After waiting two hours for her husband at Kennedy airport, Valentina finally called his home. There was no answer, so she decided to go to the address he had given her. She asked some friendly Americans the way, and they explained that the place wasn’t in New York at all but in the suburbs. (She had
picked up a few bits and pieces of English but they didn’t amount to much.) More or less knowing what she was doing, she set off for the address she had written down.

A sense of the complete unreality of what was happening freed her from normal human anxieties. However the future worked out, it was bound to be better than the past: behind her everything was cursed.

With these happy thoughts she boarded the bus. For some reason nobody took her money. She wondered if this was what the “land of the free” meant and was glad she didn’t have to pay; she had fifty dollars on her, and she would have to hold on to them if she was to track down her errant husband.
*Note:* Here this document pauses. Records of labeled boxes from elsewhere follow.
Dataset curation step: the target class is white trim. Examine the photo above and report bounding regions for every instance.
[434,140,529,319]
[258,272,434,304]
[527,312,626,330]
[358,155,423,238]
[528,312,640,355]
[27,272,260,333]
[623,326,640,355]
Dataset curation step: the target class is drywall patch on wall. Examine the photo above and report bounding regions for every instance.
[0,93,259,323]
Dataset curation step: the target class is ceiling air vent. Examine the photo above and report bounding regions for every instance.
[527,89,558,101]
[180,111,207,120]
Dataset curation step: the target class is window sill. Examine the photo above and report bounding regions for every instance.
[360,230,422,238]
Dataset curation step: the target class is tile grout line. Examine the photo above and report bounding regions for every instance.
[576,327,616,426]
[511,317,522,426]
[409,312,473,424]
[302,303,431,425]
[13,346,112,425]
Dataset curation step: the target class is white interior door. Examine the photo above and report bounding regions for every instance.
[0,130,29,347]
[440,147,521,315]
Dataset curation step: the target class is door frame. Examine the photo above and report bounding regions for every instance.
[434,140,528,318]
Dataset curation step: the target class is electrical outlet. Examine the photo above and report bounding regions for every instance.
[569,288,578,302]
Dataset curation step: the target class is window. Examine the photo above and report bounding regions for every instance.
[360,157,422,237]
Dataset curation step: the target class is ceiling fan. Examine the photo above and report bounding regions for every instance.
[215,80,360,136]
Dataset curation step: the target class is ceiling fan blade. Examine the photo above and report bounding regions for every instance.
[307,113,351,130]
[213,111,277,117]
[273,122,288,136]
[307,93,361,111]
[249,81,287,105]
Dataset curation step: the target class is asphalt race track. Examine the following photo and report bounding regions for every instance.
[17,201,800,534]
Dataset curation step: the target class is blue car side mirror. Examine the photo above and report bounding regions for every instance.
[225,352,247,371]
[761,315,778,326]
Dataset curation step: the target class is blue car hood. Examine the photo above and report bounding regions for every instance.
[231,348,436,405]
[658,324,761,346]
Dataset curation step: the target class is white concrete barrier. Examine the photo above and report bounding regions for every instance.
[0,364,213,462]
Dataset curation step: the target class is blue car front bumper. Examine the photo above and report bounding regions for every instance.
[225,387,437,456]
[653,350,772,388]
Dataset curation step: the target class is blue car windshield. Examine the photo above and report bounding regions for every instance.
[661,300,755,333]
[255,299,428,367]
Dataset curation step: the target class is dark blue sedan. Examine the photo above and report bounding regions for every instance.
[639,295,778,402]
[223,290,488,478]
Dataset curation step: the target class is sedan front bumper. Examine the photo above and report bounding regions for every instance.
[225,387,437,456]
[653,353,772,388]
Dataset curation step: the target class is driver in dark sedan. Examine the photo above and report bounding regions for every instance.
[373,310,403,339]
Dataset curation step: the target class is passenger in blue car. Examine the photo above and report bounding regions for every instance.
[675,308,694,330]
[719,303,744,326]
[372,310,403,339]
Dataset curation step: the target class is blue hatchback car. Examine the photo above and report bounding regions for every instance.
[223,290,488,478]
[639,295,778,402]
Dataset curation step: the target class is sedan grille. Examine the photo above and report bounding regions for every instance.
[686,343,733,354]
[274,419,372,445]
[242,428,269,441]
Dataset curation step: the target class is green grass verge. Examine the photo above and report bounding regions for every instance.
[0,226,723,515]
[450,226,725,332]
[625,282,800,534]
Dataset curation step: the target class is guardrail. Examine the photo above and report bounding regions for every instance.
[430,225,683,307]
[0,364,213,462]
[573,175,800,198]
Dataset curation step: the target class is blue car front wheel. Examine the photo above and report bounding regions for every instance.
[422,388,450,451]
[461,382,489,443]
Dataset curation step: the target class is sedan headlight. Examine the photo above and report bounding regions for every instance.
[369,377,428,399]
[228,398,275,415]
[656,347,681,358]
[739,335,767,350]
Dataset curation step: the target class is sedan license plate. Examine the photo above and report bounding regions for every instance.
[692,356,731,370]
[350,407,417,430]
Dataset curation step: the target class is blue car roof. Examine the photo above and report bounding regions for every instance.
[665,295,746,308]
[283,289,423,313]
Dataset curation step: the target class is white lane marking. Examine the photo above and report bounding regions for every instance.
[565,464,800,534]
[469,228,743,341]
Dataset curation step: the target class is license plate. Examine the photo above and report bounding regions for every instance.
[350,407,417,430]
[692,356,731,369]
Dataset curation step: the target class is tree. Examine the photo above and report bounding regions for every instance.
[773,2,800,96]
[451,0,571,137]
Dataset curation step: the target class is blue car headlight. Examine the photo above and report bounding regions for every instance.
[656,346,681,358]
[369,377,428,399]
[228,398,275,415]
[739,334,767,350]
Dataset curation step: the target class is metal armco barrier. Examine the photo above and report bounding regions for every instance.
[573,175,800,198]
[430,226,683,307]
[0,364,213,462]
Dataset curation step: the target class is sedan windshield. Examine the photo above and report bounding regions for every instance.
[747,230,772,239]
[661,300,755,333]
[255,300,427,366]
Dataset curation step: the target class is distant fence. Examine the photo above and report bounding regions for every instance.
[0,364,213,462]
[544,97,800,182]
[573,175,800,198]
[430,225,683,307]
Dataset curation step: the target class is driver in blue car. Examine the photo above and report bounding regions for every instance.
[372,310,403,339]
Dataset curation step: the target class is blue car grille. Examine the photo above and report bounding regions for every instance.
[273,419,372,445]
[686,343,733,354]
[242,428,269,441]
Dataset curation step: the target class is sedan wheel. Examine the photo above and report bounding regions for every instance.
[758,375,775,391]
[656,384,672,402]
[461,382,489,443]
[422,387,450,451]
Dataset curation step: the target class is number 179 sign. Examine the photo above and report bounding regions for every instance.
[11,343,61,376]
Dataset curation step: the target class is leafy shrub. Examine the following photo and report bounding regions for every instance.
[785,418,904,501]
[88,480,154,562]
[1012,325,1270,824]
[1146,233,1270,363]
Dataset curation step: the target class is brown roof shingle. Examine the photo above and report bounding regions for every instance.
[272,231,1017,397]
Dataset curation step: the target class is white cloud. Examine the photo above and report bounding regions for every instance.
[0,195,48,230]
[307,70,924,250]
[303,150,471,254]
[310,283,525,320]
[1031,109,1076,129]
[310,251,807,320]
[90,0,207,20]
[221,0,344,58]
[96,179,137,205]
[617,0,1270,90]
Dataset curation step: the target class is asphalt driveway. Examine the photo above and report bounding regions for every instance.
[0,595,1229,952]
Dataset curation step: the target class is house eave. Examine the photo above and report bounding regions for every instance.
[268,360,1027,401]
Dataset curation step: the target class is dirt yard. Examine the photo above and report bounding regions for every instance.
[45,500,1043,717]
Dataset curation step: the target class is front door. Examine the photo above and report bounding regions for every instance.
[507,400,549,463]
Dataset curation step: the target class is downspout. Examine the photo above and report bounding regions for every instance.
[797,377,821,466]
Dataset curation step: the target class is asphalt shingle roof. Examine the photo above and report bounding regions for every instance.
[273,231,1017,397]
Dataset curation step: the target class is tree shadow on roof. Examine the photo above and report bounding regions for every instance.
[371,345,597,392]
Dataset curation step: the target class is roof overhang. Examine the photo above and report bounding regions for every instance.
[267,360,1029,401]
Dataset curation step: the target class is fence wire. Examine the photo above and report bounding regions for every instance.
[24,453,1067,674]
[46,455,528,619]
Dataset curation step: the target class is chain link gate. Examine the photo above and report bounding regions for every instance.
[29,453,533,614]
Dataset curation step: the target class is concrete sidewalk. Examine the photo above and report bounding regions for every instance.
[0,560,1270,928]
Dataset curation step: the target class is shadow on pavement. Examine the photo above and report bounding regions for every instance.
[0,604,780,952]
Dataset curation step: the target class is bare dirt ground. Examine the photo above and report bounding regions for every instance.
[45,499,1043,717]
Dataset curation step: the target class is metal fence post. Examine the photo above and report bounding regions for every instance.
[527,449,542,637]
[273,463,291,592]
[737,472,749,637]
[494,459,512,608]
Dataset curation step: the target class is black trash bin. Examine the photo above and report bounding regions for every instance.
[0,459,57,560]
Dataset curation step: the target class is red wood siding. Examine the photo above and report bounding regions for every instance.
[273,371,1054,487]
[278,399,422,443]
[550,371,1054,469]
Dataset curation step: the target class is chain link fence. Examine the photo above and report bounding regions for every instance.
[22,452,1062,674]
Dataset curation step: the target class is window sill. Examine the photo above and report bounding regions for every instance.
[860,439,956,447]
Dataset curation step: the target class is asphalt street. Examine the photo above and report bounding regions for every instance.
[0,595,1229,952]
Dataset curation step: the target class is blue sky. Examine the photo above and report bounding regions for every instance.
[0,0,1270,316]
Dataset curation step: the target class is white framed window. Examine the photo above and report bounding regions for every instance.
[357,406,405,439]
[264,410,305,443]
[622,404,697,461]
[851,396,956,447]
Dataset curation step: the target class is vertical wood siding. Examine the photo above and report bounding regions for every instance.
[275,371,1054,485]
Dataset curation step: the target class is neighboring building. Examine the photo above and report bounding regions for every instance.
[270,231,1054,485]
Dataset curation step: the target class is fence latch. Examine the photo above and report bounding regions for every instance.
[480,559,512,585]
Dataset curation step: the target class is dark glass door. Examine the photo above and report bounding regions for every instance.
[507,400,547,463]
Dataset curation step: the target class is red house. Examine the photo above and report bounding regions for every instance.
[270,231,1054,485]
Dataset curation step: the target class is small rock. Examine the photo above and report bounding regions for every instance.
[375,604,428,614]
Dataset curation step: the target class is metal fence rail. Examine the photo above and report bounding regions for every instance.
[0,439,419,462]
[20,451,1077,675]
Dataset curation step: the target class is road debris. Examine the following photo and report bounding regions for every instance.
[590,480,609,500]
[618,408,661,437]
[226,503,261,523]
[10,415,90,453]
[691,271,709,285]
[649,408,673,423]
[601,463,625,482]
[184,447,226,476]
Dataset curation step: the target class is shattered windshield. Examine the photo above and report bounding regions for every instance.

The sun was setting when after several small adventures and large impressions she got out at Tarrytown. She breathed in the evening air and sat down on a yellow bench at the bus station. She hadn’t slept for over thirty-six hours, everything was moving about in front of her eyes and her head was spinning from a sense of weightlessness and uncertainty.

After sitting there for ten minutes she picked up her case, walked out into a little square lined with parked cars, and asked a young man fiddling with the lock of his vehicle how to find the street she wanted. Without saying a word, he flung open the passenger door and drove her up a hill to a pretty two-storey house surrounded by well-tended shrubs. The light was fading. She stopped in front of a pair of white slatted gates.

Rachel, Mickey’s mother, had been bothered all morning by a wonderful dream she had had before waking. In it she had come upon a white wooden summer-house which didn’t exist in their garden, where a sweet, plump little girl had talked to her about something very important and pleasant, even
though she was only tiny and in real life small children don’t talk like that. What she had said, however, Rachel couldn’t remember.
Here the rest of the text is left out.